Guess you still have a pile of turkey left and are looking for ways of getting rid of it, without throwing it away? Well good on you! I hate food waste, especially with something like Turkey, which you can pay a fortune for, so it is good to use it up wisely. This curry is one of my favourites and is so simple to make. I tend to use the darker leg meat (which is always the last to be eaten) which softens beautifully in the curry. If you are vegetarian try this with butternut squash and mushrooms, along with the other fruits as it is really tasty.
This recipe is on the mild side, but please feel free to add more “heat” as you fancy. There are two members of my family who love heat, and two that only like curry mild, so I have to play the middle ground a bit. It also has fruit in it, which can be omitted if you do not like it.
700g of Chopped/shredded cooked turkey (or if you have no left over chicken/turkey then chop up two or three uncooked chicken/turkey breasts depending on how many people you are feeding. Chicken and turkey thighs also works well and is cheaper.)
Splash of oil and a good knob of butter
1 Large onion chopped
2 Crushed garlic cloves
1 Inch piece of ginger grated
Around 500ml of chicken or turkey stock (you may need a little more)

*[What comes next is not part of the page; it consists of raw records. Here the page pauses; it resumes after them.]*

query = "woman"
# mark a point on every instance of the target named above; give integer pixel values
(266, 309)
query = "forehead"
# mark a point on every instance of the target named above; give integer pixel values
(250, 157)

1 Heaped tablespoon of flour
1 Heaped tablespoon (or more according to taste) of madras curry powder plus an extra teaspoon of ground coriander
A good handful of chopped apple and pineapple
A good handful of sultanas
1 Tbsp of mango chutney
Splash of single cream
Heat the oil and butter in a large heavy bottomed saucepan. Add the onions and gently fry until translucent. Only if you are using uncooked chicken/turkey, will you add this now and cook until all sides have been sealed and slightly browned. Then add the ginger and garlic. Continue to cook for a minute then add the flour, curry powder, coriander and continue to stir to get the heat through, making sure everything is combined. This helps to cook out the flour also. Keep stirring as otherwise it may catch on the bottom of your pan. Stirring for a good two minutes is what helps the spices release their flavour. Then add the apple, pineapple, sultanas, stock and the mango chutney and put the lid on for a few minutes. If you are using left over cooked shredded chicken/turkey then add at this point and and mix well into the sauce. Continue to cook now with the lid off for a while, just a gentle simmer is what it needs. If the sauce thickens too much just keep adding a splash of hot kettle water. Check for seasoning and add some more salt and pepper according to taste. Gently simmer until the curry sauce reaches it desired consistency. Then at the end before you serve just add a splash of cream. This just softens the sauce a little, but is not necessary. Serve with rice and naan breads to mop up the delicious sauce.